By Kirk Honeycutt (THR.com)
In "Gran Torino," Clint Eastwood plays a retired auto worker in Michigan who could literally stand in for his iconic character a quarter of a century later. Crotchety as hell and a gun never far from his side, Harry -- sorry, Walt Kowalski -- lives a sullen, solitary life in a deteriorating blue-collar neighborhood where nonwhite and immigrant faces constantly irritate him. Indeed everything from the rundown funk of the 'hood to his blase grown children and their punk kids irritates him. A scowl chiseled into his gruff, stony face, he spits foul-mouthed commentary and racial epithets from the side of his mouth about everyone he sees.
Eastwood has always had the gift for comedy in his acting repertoire, but he indulges in it only rarely. His fans might embrace this return to comedy, but those expecting something more in the vein of recent Eastwood incarnations as an actor ("Million Dollar Baby") or director ("Changeling," "Letters From Iwo Jima") may be in for a disappointment. So it's up to Warner Bros. marketing to make that distinction prior to release for "Gran Torino" to gain boxoffice traction.

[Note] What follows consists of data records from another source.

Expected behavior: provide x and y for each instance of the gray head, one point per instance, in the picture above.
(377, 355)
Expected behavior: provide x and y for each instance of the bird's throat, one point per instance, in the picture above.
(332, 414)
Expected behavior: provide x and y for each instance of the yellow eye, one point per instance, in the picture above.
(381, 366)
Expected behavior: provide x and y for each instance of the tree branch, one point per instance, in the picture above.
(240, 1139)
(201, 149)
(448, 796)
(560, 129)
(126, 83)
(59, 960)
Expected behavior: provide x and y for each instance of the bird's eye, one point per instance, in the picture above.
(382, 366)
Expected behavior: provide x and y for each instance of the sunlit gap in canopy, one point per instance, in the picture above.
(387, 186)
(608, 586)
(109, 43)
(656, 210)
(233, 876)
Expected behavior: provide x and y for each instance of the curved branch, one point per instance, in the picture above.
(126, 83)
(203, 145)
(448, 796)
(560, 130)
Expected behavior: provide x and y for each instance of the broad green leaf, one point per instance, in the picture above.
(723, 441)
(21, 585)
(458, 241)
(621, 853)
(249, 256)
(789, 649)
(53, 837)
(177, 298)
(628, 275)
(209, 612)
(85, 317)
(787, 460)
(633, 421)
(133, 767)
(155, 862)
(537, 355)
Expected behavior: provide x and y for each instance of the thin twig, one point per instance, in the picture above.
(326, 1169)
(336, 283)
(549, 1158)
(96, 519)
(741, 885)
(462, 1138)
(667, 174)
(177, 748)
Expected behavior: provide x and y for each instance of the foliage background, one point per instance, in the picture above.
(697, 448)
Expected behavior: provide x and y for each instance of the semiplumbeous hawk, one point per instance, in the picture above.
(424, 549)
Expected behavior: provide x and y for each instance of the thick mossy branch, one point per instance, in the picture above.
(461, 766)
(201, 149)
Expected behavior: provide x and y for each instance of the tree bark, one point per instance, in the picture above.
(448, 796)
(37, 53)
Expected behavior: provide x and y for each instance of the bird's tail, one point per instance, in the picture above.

The movie itself, directed by Eastwood and written by Nick Schenk (from a story he wrote with Dave Johannson), is an unstable affair given to overemphasized points and telegraphed punches. It lacks the subtlety of Eastwood's recent efforts, but then again, the film must be seen in the mode of "Dirty Harry reunites with his 'Every Which Way but Loose' orangutan" -- only this time it's an aging dog named Daisy.
Seated on his immaculate front porch with a steady supply of beer, Walt stews in the bile of his own hatred of anything contemporary seasoned with bitter, soul-shattering memories of the Korean War. He acknowledges Hmong neighbors only with a sneer until the next-door kid tries to steal his beloved 1972 Gran Torino.